Cygnet killed - non graphic

(WARNING: Article contains graphic image)

The RSPCA is warning people to be wary of wildlife when on a boat after a cygnet was killed by a propeller on a Nantwich canal.

The injured and distressed cygnet was found by a member of the public with its skin ripped away, on the canal near to Barbridge Marina, Nantwich.

Richard Palmer picked the swan up and took him to the RSPCA’s Stapeley Grange Wildlife Centre, in London Road.

He was assessed by a vet, but his injury was so serious he was put to sleep to prevent further suffering.

Lee Stewart, manager at Stapeley Grange, said: “It is likely whoever hit the swan may have known they had run over something and would have seen it – yet they still didn’t stop to look and help.

“This death could have been easily prevented if people paid attention to speed limits on the canal and slowed down. Swans are agile birds and they would easily move out of the way of a boat in time.

“I would like to thank the kind member of the public who stopped and helped the cygnet.

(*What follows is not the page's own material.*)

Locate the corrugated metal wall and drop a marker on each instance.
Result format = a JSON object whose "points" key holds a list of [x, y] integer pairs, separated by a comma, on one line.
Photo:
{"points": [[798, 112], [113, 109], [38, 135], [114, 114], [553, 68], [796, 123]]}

“Sadly this was not a happy ending, but at least the cygnet was not left to die in pain at the side of the canal.”

Cygnet killed on nantwich canal

Mr Palmer, who owns a boat at nearby Middlewich and has kept boats for 28 years, said: “The cygnet’s mum and dad swam away with his six siblings, and I couldn’t leave him where he was.

“He was in no fit state.

“I have seen a number of times over the years swans which have suffered as a result of getting caught in boat propellers.

“People who hire boats do not necessarily realise how much force a boat can have while on a canal, particularly narrowboats which have more suction than a cruiser.

“To get in this state the person who hit the cygnet likely didn’t slow down or stop the engine.

“I think this happens more than people realise.”

Anyone who witnesses an animal they think needs help, can contact the RSPCA’s 24-hour helpline on 0300 1234 999.

For more advice on what to do if you find an injured wild animal, visit our website at

The penalties faced if caught deliberately injuring a wild bird can be up to six months in prison and a £5,000 fine if found guilty under the Wildlife and Countryside Act 1981.